Dr Muda Yusuf, Director at CPPE, stated this in a statement made available to Vanguard on Sunday.
His words: “The failure to extend the deadline for the currency swap could put N100 trillion component of the national GDP at risk.
“Just got the news that the deadline for the currency swap has been extended by 10 days. CPPE believes that 10 days is grossly inadequate to make up for the glaring shortcomings of the apex bank in this process.”
He noted that two critical sectors are particularly vulnerable – Trade and Commerce; and Agriculture.
“The crippling of business transactions at the distributive trade end amid the currency swap crisis would not only undermine the trade and agricultural sectors but would have a knock-on effect on the manufacturing value chain and the services sectors.
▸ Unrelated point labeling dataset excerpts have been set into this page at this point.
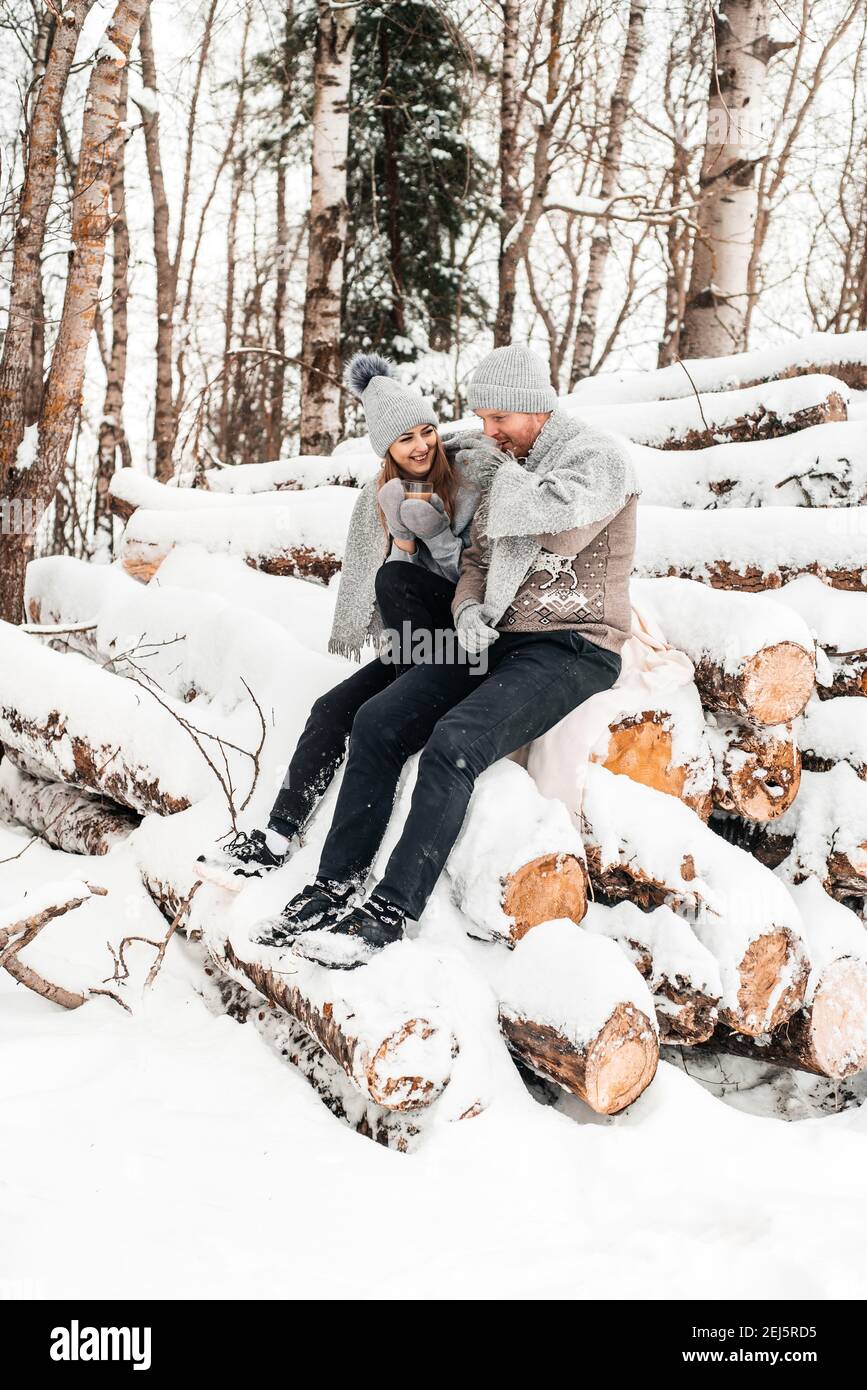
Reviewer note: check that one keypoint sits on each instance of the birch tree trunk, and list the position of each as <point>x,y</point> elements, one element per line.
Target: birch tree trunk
<point>610,173</point>
<point>714,320</point>
<point>327,231</point>
<point>25,284</point>
<point>34,488</point>
<point>518,238</point>
<point>510,196</point>
<point>111,437</point>
<point>281,280</point>
<point>164,410</point>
This is because whatever is produced has to be sold.
“The trading end of the chain has been greatly disrupted by this currency swap crisis.
“The trade sector contributes about 14% of GDP valued at an estimated N35 trillion; the agricultural sector contributes 25%, valued at an estimated N62 trillion. Most of the activities in these sectors are either in the rural areas or in the informal sector of the economy.
“These are the sectors that have been driving the resilience of the Nigerian economy amid numerous domestic and global headwinds.
“Any policy measure that would negatively disrupt these sectors should be avoided,” Yusuf further stated.
According to him, “the argument that currency swap would enhance monetary policy effectiveness and curb inflation has no strong basis in economic theory. The money supply is a more critical variable in the inflation equation”.